Thirdly, Miller states:
'The witch-hunt was not, however, a mere repression. It was also, and as importantly, a long overdue opportunity for every-one so inclined to express publicly his guilt and sins, under the cover of accusations against the victims.'
The so-called 'confessions' by many of the accusers were an effort for them to purge themselves, as it were, of sin and thus find redemption. Their acts were seen as patriotic and holy. They could now publicly state their own iniquities and were praised for seeking purification. For many of them the witch-hunt provided an opportunity to release themselves from their own guilt and vent their impure thoughts under the cloak of seeking absolution.
Furthermore, people could now freely express their hatreds for neighbors and take vengeance under the the guise of an attempt to identify those who communed with the devil.

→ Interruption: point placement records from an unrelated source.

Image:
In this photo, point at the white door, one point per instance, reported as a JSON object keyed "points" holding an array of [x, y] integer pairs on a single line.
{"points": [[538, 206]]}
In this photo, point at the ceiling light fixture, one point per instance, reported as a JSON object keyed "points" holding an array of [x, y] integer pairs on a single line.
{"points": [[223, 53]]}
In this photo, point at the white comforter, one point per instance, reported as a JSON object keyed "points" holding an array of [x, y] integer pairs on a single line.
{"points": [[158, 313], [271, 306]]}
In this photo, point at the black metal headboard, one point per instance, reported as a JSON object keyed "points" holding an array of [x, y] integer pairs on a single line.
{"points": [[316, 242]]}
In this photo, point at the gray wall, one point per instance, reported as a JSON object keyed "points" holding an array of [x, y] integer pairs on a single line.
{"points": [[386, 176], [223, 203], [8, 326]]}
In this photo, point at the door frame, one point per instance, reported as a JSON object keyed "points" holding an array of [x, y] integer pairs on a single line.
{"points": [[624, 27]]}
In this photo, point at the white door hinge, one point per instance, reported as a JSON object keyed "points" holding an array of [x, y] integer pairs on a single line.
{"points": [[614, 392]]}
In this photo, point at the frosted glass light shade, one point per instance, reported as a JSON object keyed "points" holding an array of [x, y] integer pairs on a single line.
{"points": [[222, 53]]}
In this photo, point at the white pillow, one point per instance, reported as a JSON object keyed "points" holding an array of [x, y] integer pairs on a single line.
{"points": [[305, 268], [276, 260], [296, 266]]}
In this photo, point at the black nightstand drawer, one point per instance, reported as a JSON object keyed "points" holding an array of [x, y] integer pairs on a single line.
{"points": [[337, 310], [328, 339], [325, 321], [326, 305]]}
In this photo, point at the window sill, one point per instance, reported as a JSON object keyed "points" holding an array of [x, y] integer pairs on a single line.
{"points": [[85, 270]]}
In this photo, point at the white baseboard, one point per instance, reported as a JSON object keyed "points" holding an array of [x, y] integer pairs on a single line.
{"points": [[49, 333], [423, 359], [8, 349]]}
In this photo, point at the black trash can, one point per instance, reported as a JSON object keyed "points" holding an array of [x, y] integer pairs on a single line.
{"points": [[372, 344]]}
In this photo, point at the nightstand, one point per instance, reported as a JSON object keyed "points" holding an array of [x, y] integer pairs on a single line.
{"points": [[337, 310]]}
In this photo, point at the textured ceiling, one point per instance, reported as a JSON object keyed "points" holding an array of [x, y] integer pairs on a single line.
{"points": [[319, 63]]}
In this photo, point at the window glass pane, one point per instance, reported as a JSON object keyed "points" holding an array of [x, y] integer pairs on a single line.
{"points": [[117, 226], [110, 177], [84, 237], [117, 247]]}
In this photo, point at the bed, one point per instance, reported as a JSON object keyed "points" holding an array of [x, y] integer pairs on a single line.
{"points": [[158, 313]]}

The witch-hunt also provided those who were greedy for land, such as the Putnams, to seek satisfaction. As Miller puts it:
'Land-lust which had been expressed before by constant bickering over boundaries and deeds, could now be elevated to the arena of morality; one could cry witch against one's neighbor and feel perfectly justified in the bargain.'
The witch-hunt provided the perfect opportunity for the settlement of old scores. The differences between inhabitants were expressed as a battle between good and evil. Those who were unhappy with their lot and envious towards of who were not now had the chance to voice their suspicions and take revenge against them.
In the final analysis, the witch-hunt was nothing more than an eruption of the tensions and fears which had been repressed by a society which believed that suffering was a virtue and that the expression of one's dissatisfaction with one's lot was a sin. Salem was a pressure-cooker ready to explode. The witch-trials provided release and the outcome was tragically unpleasant.
Miller completely discounts the idea that these events are caused by supernatural forces, and instead seeks to show how everyday difference between the members of the Salem community and the all- common emotions of anger, envy and greed are responsible. For instance Putnam accuses people whose land he covets, while Abigail wants rid of Elizabeth Proctor, her rival for John Proctor's affections. The accusations of witchcraft - at a time when many peope did actively believe in the supernatural - become both a means and a cover for the pursuit of private conflicts.